いつものように和訳は直訳気味、[ ]は私の補足、()は元記事にある補足、固有名詞の翻訳は適当(すみません)です。この和訳で知った情報を使う場合は必ずソースを明記してください。(2019/11/8追記: 2019/11/7頃にメディアに掲載されている同様の記事は私の了解のもとソース明記なしで編集・掲載していただいています)


Source: Close-up Culture [例の雪だるまの写真があります]

クローズアップ: María Thelma Smáradóttirさんインタビュー

アイスランドの俳優であるMaría Thelma SmáradóttirはJoe Pennaのサバイバル・スリラー作品である『Arctic』に登場するたった2人の登場人物のうちの1人を演じる。

MariaはClose-up Culture[サイト名]のJames Prestridgeに、身も凍える寒い環境で働くこと、マッツ・ミケルセンについて、自己懐疑、など様々なことを語った。

Q: 『Arctic』はあなたの初めての映画作品です。この作品で、監督業が初めてのJoe Pennaと仕事をする機会はどのように訪れたのでしょうか?

A: その機会が訪れたことについて何かロマンチックな話ができたら良かったんだけど、その過程はかなりベーシックだったと思います。彼らはアジアのバックグラウンド[生まれ/育ち]のある女優をアイスランドで探していたので、私に声がかかった。プロデューサー達は私に脚本を送って、私はそれをかなり気に入って。そして私は、面接とオーディションのためにJoeとRyan Morrison(脚本家)に出会って、あとはご存知の通り。

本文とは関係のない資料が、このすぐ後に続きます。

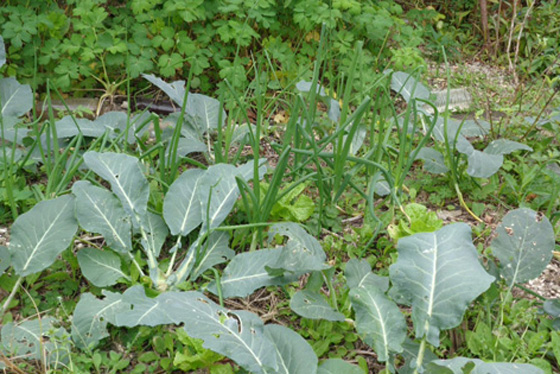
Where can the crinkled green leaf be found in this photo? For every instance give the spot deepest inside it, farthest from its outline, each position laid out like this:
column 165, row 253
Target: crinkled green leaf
column 99, row 211
column 15, row 99
column 302, row 253
column 294, row 354
column 4, row 259
column 156, row 233
column 338, row 366
column 101, row 268
column 91, row 315
column 313, row 305
column 439, row 275
column 523, row 246
column 127, row 180
column 41, row 234
column 358, row 274
column 247, row 272
column 215, row 252
column 504, row 147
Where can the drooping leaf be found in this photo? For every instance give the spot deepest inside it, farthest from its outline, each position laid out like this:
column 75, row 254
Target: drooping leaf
column 480, row 367
column 302, row 253
column 523, row 246
column 182, row 207
column 99, row 211
column 91, row 315
column 41, row 234
column 312, row 305
column 216, row 251
column 15, row 99
column 379, row 320
column 175, row 90
column 247, row 272
column 37, row 340
column 504, row 147
column 101, row 268
column 305, row 86
column 439, row 275
column 238, row 335
column 220, row 192
column 156, row 233
column 410, row 355
column 409, row 88
column 4, row 259
column 294, row 354
column 433, row 160
column 358, row 274
column 338, row 366
column 127, row 180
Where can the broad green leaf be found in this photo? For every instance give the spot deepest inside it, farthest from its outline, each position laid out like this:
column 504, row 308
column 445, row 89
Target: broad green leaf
column 439, row 275
column 37, row 339
column 433, row 160
column 91, row 315
column 101, row 268
column 41, row 234
column 409, row 88
column 127, row 180
column 504, row 147
column 410, row 355
column 99, row 211
column 247, row 272
column 379, row 320
column 220, row 191
column 216, row 251
column 238, row 335
column 358, row 274
column 338, row 366
column 2, row 52
column 523, row 246
column 175, row 90
column 4, row 259
column 182, row 208
column 156, row 233
column 480, row 367
column 294, row 354
column 313, row 305
column 205, row 112
column 15, row 99
column 302, row 253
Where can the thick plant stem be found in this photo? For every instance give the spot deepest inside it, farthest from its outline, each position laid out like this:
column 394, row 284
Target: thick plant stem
column 464, row 205
column 12, row 295
column 420, row 356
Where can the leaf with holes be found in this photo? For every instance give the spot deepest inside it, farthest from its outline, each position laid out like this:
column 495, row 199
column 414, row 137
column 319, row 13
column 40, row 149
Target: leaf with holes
column 439, row 274
column 101, row 268
column 41, row 234
column 523, row 246
column 294, row 354
column 99, row 211
column 91, row 315
column 127, row 180
column 310, row 304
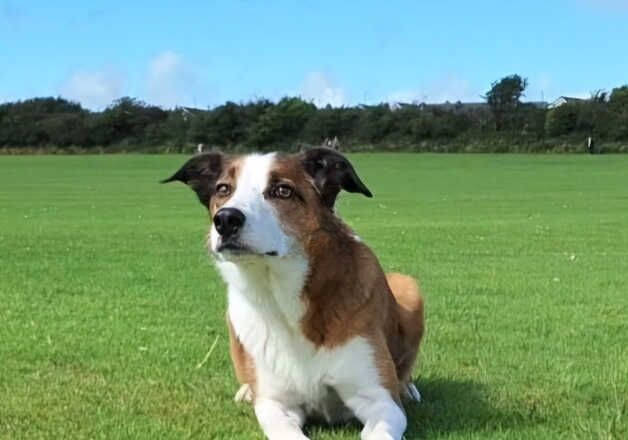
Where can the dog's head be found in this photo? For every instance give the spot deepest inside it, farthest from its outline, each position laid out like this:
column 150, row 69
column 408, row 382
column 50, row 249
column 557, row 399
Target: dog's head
column 268, row 205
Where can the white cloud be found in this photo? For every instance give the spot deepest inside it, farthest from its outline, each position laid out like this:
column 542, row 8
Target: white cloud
column 613, row 5
column 321, row 90
column 170, row 81
column 450, row 88
column 93, row 89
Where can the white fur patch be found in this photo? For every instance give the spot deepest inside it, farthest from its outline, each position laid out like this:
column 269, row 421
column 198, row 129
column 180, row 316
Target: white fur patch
column 262, row 230
column 294, row 378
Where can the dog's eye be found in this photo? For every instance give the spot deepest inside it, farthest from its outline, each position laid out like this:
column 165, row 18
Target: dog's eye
column 223, row 189
column 283, row 192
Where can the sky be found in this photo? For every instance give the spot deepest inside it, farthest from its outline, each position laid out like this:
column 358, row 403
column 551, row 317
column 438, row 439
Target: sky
column 343, row 52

Q: 多くを語りすぎることなく、あなたの役と、その役が映画の中でどんな役割を果たすのかについて何か教えていただけますか?

A: うーーん…難しいな。えっと、私たちはその役に、あなたたちが映画で見るような典型的な「役」としてはアプローチしなかった。彼女たちは、ただの背景の違う2人の人間であって、彼女らは生き延びようとしている。彼女らはコミュニケートしようとするけど、彼女らは同じ言語を喋らない、それって本当に面白くて。だってそれが私たちに疑問を投げかけるから。「何が人間として私たちを結びつけているのだろう?」って。

Q: マッツ・ミケルセンは、この作品が今までに作った映画の中で最も困難な作品だったと言いました。あなたにとってはどういった経験でしたか?何かシェアできる話はありますか?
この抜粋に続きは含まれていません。